In October 2023, the Audit Bureau’s annual report for 2022 stated that NOC’s “exceptional” budget was prepared without taking into consideration laws and regulation related to preparing budgets. This in addition to its failure to disclose the expenditures of 1.5 billion dinars allocated for operating expenses and it did not result in any overall increase in production, which was the primary objective of its approval.
Meanwhile, the GNU, pursuant to Resolutions No. (384) of 2021 and (970) of 2022, approved emergency and temporary financial arrangements for NOC amounting to over 34 billion, which were fully liquidated and deposited into the corporation’s accounts, according to the Audit Bureau’s report quoted by Alwasat newspaper.
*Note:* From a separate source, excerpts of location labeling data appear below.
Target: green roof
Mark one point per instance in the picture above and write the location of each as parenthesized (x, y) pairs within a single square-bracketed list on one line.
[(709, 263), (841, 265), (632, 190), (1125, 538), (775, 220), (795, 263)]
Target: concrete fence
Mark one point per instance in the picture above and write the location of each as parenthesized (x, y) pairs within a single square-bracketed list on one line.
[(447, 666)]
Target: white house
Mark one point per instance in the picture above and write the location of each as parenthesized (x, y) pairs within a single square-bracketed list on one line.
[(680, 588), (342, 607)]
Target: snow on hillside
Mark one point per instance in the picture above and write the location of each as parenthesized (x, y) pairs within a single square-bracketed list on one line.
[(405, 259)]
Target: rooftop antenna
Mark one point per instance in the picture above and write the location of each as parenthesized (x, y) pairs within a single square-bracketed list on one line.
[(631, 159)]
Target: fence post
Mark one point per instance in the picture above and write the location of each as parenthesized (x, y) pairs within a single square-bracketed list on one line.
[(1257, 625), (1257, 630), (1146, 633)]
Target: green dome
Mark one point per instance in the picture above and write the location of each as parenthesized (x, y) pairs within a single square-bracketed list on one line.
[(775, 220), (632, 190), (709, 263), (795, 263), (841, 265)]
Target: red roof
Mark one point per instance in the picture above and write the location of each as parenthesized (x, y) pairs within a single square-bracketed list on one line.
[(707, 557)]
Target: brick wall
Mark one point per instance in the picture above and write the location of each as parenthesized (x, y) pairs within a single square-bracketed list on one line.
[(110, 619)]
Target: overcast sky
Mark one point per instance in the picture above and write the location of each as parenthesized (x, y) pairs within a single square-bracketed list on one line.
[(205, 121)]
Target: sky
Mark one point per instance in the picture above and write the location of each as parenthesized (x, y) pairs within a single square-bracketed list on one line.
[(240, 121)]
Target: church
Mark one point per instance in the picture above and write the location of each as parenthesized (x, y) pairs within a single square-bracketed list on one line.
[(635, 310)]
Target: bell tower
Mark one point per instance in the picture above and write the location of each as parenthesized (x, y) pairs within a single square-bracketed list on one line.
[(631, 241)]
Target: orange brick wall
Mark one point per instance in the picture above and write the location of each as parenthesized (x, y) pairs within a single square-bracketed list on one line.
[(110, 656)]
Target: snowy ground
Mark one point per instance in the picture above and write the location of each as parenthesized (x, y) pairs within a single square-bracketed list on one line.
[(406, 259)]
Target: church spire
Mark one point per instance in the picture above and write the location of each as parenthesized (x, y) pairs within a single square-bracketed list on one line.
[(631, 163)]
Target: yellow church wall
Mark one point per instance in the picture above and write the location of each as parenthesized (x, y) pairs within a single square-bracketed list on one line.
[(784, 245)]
The Bureau’s report also observed that the budget was prepared with exaggeration at both the operational and development levels, and was not determined according to a comprehensive study that included all the requirements and considerations that would be taken before withholding this large sum.
After examination and review, the Bureau found that 21.5 billion dinars had been transferred to oil companies that were affiliated with NOC between the years 2022 and 2023. Approximately 13 billion dinars remain with NOC, yet to be transferred due to oil companies’ being unwilling to require the money, the report found as quoted by Alwasat newspaper.
On 10 February 2025, the Office of the Attorney General ordered the imprisonment of the Chairman of the Board of Directors of Waha Oil Company (WOC) Fathi Bin Zahiya citing irregularity of the management of the company’s financial assets and the embezzlement of about one billion dinar, according to a statement by the Attorney General Office.
The Bureau also noted the absence of a comprehensive plan that encompasses all elements and planning stages in accordance with established methodologies, nor any evidence that these allocations were targeting a plan that aims at increase production to two million barrels per day, according to a specific timetable.
Rather, the budget was determined “based on requests from companies that exaggerated in their allocations by creating unplanned projects and needs, without taking into account their limited capabilities and weak capacity to manage these large sums in light of the circumstances and conflicts the country is experiencing.”